Hannah Stodel

Personal information
- Nationality: Great Britain
- Born: 27 August 1985 (age 40) West Mersea, Colchester, Essex, England

Sailing career
- Sport: Sailing
- Class: Sonar

Medal record
Sailing
Representing Great Britain
Disabled World Championships
| Gold medal – first place | 2005 Sønderborg | Mixed Sonar |
| Gold medal – first place | 2006 Perth | Mixed Sonar |
| Gold medal – first place | 2015 Melbourne | Mixed Sonar |
| Silver medal – second place | 2010 Medemblik | Mixed Sonar |
| Silver medal – second place | 2011 Weymouth | Mixed Sonar |
| Bronze medal – third place | 2003 Athens | Mixed Sonar |
| Bronze medal – third place | 2012 Charlotte Harbour | Mixed Sonar |

= Hannah Stodel =

British Paralympic sailor (born 1985)

Hannah Stodel (born 27 August 1985) is a British Paralympic sailor. Stodel has represented Great Britain at three Summer Paralympics and with her colleagues John Robertson and Stephen Thomas has won multiple medals in the Mixed Sonar class at the Disabled Sailing World Championships, including gold in 2005 and 2006. She was the 2017 RYA Yachtmaster of the Year.

==Personal life==
Stodel was born in 1985, growing up in the coastal village of West Mersea, in south-east England. She was born without a lower right arm. Stodel matriculated to Loughborough University where she studied Sport & Exercise Science.

==Sailing career==
Stodel was introduced to sailing at the age of three, her first boat being a Mirror. Stodel has stated that due to her disability she was bullied as a child, and she used sailing as an escape from the pain. In 1995 she joined the Royal Yachting Association Mirror National Junior Squad, a predominantly able bodied team, as she felt disability events were a weaker option.
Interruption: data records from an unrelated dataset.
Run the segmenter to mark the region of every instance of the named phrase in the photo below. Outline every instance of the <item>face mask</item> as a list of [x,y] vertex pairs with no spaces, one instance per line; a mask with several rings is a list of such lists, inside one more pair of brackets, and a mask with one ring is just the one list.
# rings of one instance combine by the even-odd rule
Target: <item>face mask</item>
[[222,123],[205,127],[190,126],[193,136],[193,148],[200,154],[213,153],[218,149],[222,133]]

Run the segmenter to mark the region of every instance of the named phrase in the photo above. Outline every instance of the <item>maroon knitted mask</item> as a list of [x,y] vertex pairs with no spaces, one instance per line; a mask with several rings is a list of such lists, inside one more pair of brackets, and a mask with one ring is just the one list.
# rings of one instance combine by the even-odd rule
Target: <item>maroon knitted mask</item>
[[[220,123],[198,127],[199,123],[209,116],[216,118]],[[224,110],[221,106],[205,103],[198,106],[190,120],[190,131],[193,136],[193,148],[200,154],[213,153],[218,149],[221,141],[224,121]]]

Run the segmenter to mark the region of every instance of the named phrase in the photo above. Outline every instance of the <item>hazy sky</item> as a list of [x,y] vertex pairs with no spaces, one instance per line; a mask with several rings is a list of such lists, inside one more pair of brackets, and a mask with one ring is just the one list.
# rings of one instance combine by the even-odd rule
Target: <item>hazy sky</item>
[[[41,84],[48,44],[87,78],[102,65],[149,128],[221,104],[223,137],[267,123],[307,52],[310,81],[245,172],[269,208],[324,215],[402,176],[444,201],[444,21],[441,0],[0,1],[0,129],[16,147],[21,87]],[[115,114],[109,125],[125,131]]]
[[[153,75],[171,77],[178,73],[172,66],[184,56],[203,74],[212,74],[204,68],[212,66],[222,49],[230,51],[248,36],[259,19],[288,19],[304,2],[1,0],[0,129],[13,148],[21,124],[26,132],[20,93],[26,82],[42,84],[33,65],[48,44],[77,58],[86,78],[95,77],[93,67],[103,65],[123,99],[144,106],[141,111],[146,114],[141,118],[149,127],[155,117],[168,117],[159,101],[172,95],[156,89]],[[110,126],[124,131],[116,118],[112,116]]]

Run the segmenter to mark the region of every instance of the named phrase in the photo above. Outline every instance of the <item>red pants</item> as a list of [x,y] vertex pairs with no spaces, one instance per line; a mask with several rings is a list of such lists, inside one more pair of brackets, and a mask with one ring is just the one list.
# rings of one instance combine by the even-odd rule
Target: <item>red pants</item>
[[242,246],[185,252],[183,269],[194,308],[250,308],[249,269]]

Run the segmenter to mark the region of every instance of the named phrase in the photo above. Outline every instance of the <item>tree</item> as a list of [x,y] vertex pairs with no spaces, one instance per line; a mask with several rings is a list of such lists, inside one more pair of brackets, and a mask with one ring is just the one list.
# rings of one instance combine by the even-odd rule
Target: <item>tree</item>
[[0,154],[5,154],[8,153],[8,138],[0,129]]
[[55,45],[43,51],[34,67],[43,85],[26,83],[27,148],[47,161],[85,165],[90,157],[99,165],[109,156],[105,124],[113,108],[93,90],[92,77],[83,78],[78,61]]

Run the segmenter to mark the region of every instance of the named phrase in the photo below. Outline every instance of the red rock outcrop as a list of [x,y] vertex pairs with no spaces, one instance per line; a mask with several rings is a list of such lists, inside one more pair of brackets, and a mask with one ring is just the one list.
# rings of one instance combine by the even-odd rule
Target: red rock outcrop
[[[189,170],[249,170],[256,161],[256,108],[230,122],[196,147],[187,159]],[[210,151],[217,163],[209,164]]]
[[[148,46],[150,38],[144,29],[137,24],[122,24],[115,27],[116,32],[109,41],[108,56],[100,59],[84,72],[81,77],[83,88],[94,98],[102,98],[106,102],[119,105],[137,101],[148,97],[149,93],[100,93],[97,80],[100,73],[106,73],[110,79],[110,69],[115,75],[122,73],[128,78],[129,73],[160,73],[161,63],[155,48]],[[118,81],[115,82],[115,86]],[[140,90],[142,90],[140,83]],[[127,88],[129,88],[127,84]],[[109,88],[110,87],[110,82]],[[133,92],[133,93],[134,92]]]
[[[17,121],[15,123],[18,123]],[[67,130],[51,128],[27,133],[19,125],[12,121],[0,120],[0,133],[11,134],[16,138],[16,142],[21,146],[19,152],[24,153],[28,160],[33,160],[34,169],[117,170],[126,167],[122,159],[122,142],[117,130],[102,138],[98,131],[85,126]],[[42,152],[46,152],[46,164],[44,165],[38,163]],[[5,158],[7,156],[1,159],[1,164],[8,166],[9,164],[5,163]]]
Her sailing career path changed after receiving a phone call from Andy Cassell, a British Paralympic sailor. He invited Stodel to a sailing weekend where he argued that disability competitions were not a lesser form of sailing and that by switching from mainstream competitions more opportunities would become available to her. Stodel was won over by Cassell and in 2003 she switched class to sonar competing in disability events. She teamed up with fellow British sailors John Robertson and Stephen Thomas and in 2003 they secured the bronze medal at the IFDS World Disabled Sailing Championship in Athens. The following year the trio qualified for their first Summer Paralympics, finishing sixth in the Sonar class.

Stodel, Robertson and Thomas would remain as a team for over 12 years, with major successes coming in the 2005 World Championships in Sønderborg and the 2006 World Championships in Perth where they took gold in their class. They represented Britain in their second Paralympics, in the 2008 Games in Beijing. They again finished sixth. Two silver medals in the 2010 and 2011 IFDS World Championships were followed by their third successive Paralympics, this time on home surf when the games came to London. The London Paralympics ended in disappointment for Stodel and her teammates after they were deducted four points after a team bosun cleaned the port side of their keel after being authorized to inspect the craft for damage. The deduction saw the British team drop to fifth and the bronze medal going to Norway, just three points ahead of them.

In the run up to the 2016 Summer Paralympics in Rio, Stodel was part of a third World Championship winning Sonar team, beating the Australian team by a single point.

As second female Stodel has been awarded the RYA Yachtmaster of the Year 2017 and was presented with the award on 10 January 2018 by HRH The Princess Royal at the 64th London Boat Show.